Spur ins Nichts - Ein Jack-Irish-Roman
Wendell«, sagte er. Er sah nicht aus wie der typische Hausmeister eines postmodernen Bunkers. Zu ihm hätte eher eine umgebaute edwardianische Villa voller pensionierter Viehzüchter gepasst.
Ich stellte mich vor. Wir gingen in sein Wohnzimmer. Viel Chintz, silbergerahmte Fotos auf jeder ebenen Fläche, Kelims am Boden, zwei Regimentsschwerter an der Wand.
»Wollte gerade vor dem Lunch einen kleinen Gin trinken«, sagte er. »Möchten Sie auch einen?«
Ich lehnte ab. Er ging zur Anrichte, goss eine bescheidene Menge Gin in ein Glas, fügte etwas Tonic aus einer offenen Flasche hinzu. Vielleicht nicht der erste Gin Tonic des Tages.

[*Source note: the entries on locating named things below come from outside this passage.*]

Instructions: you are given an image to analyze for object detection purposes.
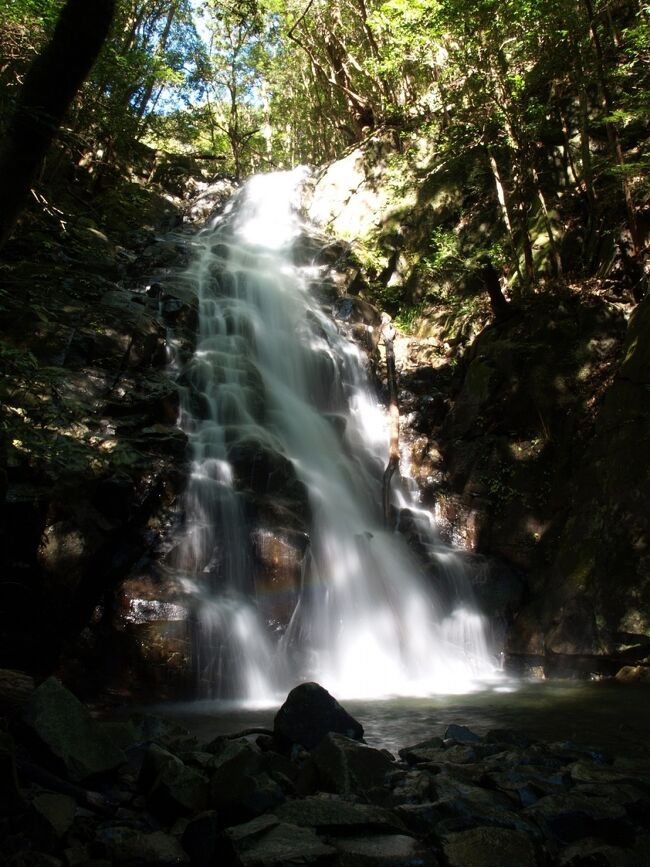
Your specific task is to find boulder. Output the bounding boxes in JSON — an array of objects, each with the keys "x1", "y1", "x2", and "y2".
[
  {"x1": 273, "y1": 683, "x2": 363, "y2": 749},
  {"x1": 273, "y1": 795, "x2": 406, "y2": 834},
  {"x1": 523, "y1": 792, "x2": 634, "y2": 846},
  {"x1": 443, "y1": 828, "x2": 539, "y2": 867},
  {"x1": 182, "y1": 810, "x2": 222, "y2": 867},
  {"x1": 333, "y1": 834, "x2": 440, "y2": 867},
  {"x1": 445, "y1": 723, "x2": 481, "y2": 744},
  {"x1": 93, "y1": 825, "x2": 190, "y2": 867},
  {"x1": 312, "y1": 733, "x2": 395, "y2": 797},
  {"x1": 140, "y1": 745, "x2": 208, "y2": 822},
  {"x1": 23, "y1": 677, "x2": 126, "y2": 782},
  {"x1": 221, "y1": 816, "x2": 336, "y2": 867},
  {"x1": 0, "y1": 731, "x2": 22, "y2": 816},
  {"x1": 209, "y1": 740, "x2": 285, "y2": 825}
]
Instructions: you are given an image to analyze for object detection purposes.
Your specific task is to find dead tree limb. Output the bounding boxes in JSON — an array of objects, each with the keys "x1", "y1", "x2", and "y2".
[{"x1": 381, "y1": 313, "x2": 399, "y2": 526}]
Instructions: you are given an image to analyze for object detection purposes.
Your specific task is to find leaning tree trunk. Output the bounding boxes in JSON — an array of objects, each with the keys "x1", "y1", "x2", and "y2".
[{"x1": 0, "y1": 0, "x2": 115, "y2": 248}]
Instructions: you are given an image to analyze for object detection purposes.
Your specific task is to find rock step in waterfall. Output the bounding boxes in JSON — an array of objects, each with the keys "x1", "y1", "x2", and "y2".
[{"x1": 176, "y1": 169, "x2": 494, "y2": 700}]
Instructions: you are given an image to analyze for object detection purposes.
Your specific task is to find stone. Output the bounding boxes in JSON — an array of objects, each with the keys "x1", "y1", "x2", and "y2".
[
  {"x1": 209, "y1": 740, "x2": 285, "y2": 825},
  {"x1": 97, "y1": 825, "x2": 190, "y2": 867},
  {"x1": 225, "y1": 816, "x2": 336, "y2": 867},
  {"x1": 523, "y1": 792, "x2": 634, "y2": 845},
  {"x1": 399, "y1": 738, "x2": 444, "y2": 765},
  {"x1": 445, "y1": 723, "x2": 481, "y2": 744},
  {"x1": 23, "y1": 677, "x2": 126, "y2": 782},
  {"x1": 273, "y1": 796, "x2": 406, "y2": 834},
  {"x1": 558, "y1": 836, "x2": 650, "y2": 867},
  {"x1": 312, "y1": 733, "x2": 395, "y2": 795},
  {"x1": 182, "y1": 810, "x2": 222, "y2": 867},
  {"x1": 616, "y1": 665, "x2": 650, "y2": 683},
  {"x1": 442, "y1": 828, "x2": 540, "y2": 867},
  {"x1": 0, "y1": 731, "x2": 23, "y2": 816},
  {"x1": 143, "y1": 753, "x2": 208, "y2": 821},
  {"x1": 273, "y1": 683, "x2": 363, "y2": 749},
  {"x1": 32, "y1": 792, "x2": 77, "y2": 840},
  {"x1": 332, "y1": 834, "x2": 440, "y2": 867}
]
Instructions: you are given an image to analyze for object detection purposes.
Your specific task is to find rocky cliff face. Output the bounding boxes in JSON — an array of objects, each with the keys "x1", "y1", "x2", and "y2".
[
  {"x1": 0, "y1": 168, "x2": 233, "y2": 691},
  {"x1": 310, "y1": 142, "x2": 650, "y2": 674},
  {"x1": 0, "y1": 142, "x2": 650, "y2": 695}
]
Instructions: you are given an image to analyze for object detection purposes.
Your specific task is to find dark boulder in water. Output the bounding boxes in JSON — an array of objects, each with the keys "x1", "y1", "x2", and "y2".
[{"x1": 273, "y1": 683, "x2": 363, "y2": 749}]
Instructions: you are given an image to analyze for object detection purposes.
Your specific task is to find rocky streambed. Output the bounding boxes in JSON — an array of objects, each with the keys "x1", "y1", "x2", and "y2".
[{"x1": 0, "y1": 678, "x2": 650, "y2": 867}]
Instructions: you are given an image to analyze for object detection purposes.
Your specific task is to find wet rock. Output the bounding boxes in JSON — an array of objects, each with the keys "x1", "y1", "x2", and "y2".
[
  {"x1": 97, "y1": 826, "x2": 190, "y2": 867},
  {"x1": 221, "y1": 816, "x2": 336, "y2": 867},
  {"x1": 23, "y1": 677, "x2": 126, "y2": 781},
  {"x1": 140, "y1": 745, "x2": 208, "y2": 822},
  {"x1": 31, "y1": 792, "x2": 77, "y2": 841},
  {"x1": 182, "y1": 810, "x2": 223, "y2": 867},
  {"x1": 616, "y1": 665, "x2": 650, "y2": 683},
  {"x1": 442, "y1": 828, "x2": 542, "y2": 867},
  {"x1": 523, "y1": 792, "x2": 634, "y2": 845},
  {"x1": 332, "y1": 834, "x2": 436, "y2": 867},
  {"x1": 0, "y1": 668, "x2": 35, "y2": 716},
  {"x1": 399, "y1": 738, "x2": 444, "y2": 765},
  {"x1": 558, "y1": 837, "x2": 650, "y2": 867},
  {"x1": 390, "y1": 771, "x2": 435, "y2": 806},
  {"x1": 273, "y1": 795, "x2": 406, "y2": 834},
  {"x1": 273, "y1": 683, "x2": 363, "y2": 749},
  {"x1": 209, "y1": 741, "x2": 285, "y2": 825},
  {"x1": 445, "y1": 723, "x2": 481, "y2": 744},
  {"x1": 0, "y1": 731, "x2": 22, "y2": 816},
  {"x1": 312, "y1": 733, "x2": 394, "y2": 796}
]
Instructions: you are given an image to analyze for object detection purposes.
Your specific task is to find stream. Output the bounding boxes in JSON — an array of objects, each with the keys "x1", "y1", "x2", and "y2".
[{"x1": 132, "y1": 680, "x2": 650, "y2": 769}]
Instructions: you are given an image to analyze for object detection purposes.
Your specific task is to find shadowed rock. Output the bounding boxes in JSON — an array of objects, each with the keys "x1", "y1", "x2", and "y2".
[{"x1": 273, "y1": 683, "x2": 363, "y2": 750}]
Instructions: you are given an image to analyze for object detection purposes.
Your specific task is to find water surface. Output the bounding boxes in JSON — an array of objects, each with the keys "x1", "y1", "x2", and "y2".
[{"x1": 144, "y1": 680, "x2": 650, "y2": 770}]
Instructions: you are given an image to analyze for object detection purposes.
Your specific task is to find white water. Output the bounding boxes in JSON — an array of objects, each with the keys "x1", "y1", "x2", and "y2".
[{"x1": 173, "y1": 170, "x2": 494, "y2": 701}]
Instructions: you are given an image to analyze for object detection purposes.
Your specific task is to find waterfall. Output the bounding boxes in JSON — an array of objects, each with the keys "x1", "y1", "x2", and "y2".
[{"x1": 173, "y1": 169, "x2": 494, "y2": 700}]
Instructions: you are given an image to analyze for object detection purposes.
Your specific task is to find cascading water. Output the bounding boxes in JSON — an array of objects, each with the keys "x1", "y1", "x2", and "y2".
[{"x1": 173, "y1": 170, "x2": 493, "y2": 700}]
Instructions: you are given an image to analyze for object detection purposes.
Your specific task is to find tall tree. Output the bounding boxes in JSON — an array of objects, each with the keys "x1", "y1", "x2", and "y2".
[{"x1": 0, "y1": 0, "x2": 115, "y2": 248}]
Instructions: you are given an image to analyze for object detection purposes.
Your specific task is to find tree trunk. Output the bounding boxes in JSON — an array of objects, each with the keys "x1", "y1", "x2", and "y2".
[
  {"x1": 584, "y1": 0, "x2": 642, "y2": 257},
  {"x1": 0, "y1": 0, "x2": 115, "y2": 248},
  {"x1": 381, "y1": 313, "x2": 399, "y2": 527}
]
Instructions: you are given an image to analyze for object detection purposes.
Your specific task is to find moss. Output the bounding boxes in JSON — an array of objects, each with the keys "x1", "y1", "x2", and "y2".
[{"x1": 465, "y1": 358, "x2": 494, "y2": 403}]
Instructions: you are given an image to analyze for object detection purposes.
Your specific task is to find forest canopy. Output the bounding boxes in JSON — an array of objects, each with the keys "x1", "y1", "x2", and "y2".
[{"x1": 0, "y1": 0, "x2": 650, "y2": 294}]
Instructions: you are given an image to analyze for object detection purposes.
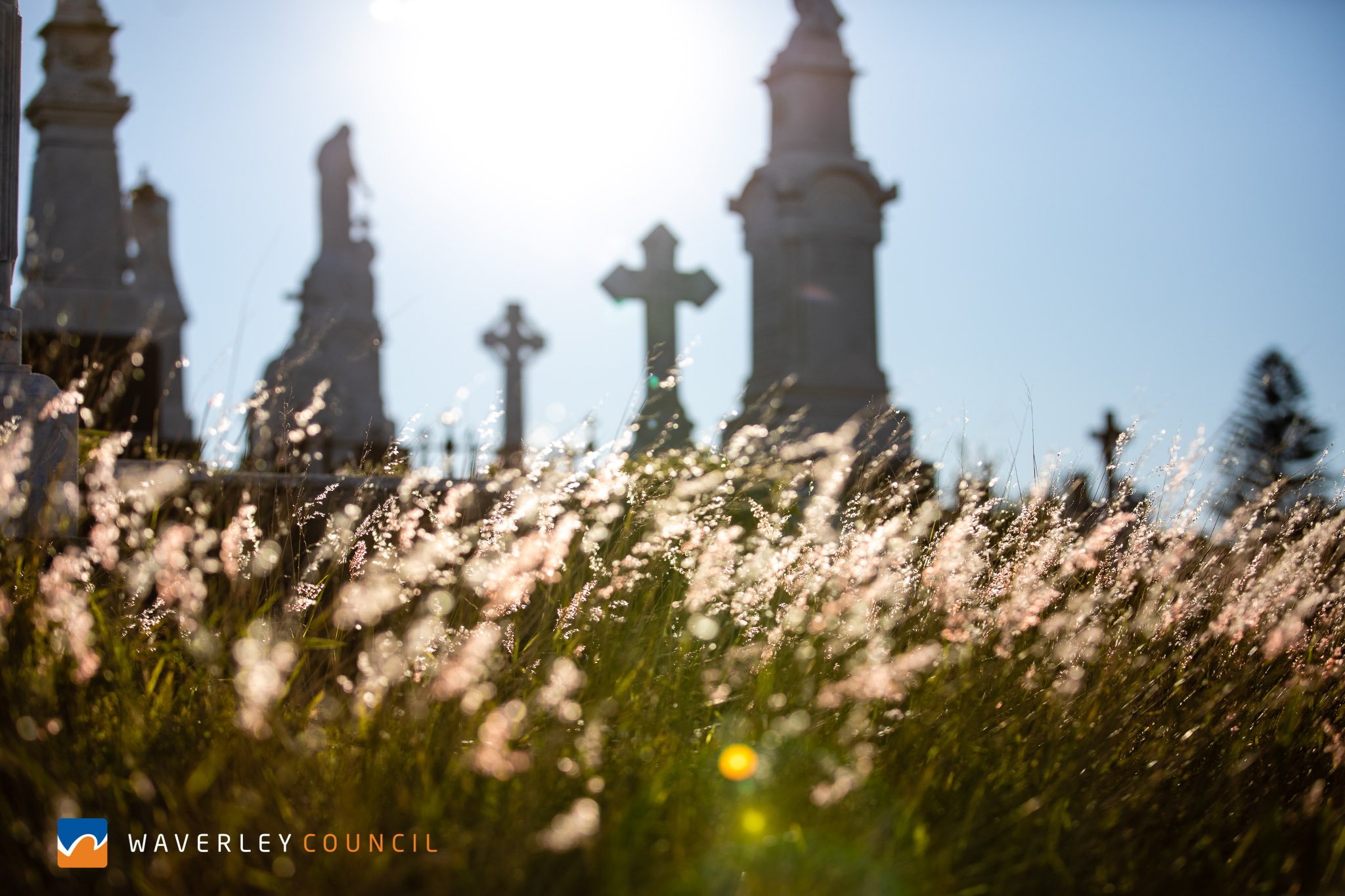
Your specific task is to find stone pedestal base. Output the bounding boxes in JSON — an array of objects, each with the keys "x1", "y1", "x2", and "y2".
[{"x1": 0, "y1": 364, "x2": 79, "y2": 539}]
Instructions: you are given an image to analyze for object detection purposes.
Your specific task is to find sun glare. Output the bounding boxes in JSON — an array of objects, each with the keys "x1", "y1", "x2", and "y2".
[
  {"x1": 357, "y1": 0, "x2": 714, "y2": 226},
  {"x1": 720, "y1": 744, "x2": 757, "y2": 780}
]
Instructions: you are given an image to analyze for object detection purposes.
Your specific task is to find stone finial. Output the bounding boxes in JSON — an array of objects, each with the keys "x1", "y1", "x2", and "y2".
[
  {"x1": 53, "y1": 0, "x2": 108, "y2": 24},
  {"x1": 793, "y1": 0, "x2": 845, "y2": 33}
]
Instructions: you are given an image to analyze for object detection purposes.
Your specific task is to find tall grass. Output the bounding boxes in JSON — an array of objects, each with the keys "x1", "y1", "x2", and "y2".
[{"x1": 0, "y1": 430, "x2": 1345, "y2": 895}]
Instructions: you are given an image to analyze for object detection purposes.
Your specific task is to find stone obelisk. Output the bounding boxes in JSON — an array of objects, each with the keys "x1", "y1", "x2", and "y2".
[
  {"x1": 729, "y1": 0, "x2": 909, "y2": 453},
  {"x1": 19, "y1": 0, "x2": 195, "y2": 454},
  {"x1": 0, "y1": 0, "x2": 79, "y2": 538},
  {"x1": 249, "y1": 125, "x2": 393, "y2": 471}
]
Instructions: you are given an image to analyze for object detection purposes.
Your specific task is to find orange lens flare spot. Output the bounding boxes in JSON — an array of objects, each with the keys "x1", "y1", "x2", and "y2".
[{"x1": 720, "y1": 744, "x2": 757, "y2": 780}]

»Die Polizei hat Connors Familie erwähnt«, sagte er, während er sich setzte. Irgendetwas stimmte nicht mit seinem linken Bein oder seiner Hüfte.
»Wann waren die hier?«
Wendell nippte, stellte das Glas auf einen Beistelltisch, beugte sich vor und nahm ein schwarzes Buch mit einer roten Binde vom Couchtisch. »Das Buch«, sagte er. »Das gute Buch. Dem Herrgott sei Dank für das Buch. Wenn ich mich auf mein Gedächtnis verlassen müsste, wäre ich verloren.« Er schob seine Brille hoch, blätterte durch die Seiten, hielt inne. »Fünfter April, morgens.«
»Was wollten sie?«
Er schaute mich verdutzt an, legte das Buch in seinen Schoß, ließ die Brille wieder die Nase herunterrutschen. »Na ja«, sagte er. »Die Familie hatte Connors als vermisst gemeldet.«
Ich nickte. »Natürlich. Die Polizei wollte sich in der Wohnung umsehen.«
»Ja. Und das sehr gründlich, das kann ich Ihnen sagen.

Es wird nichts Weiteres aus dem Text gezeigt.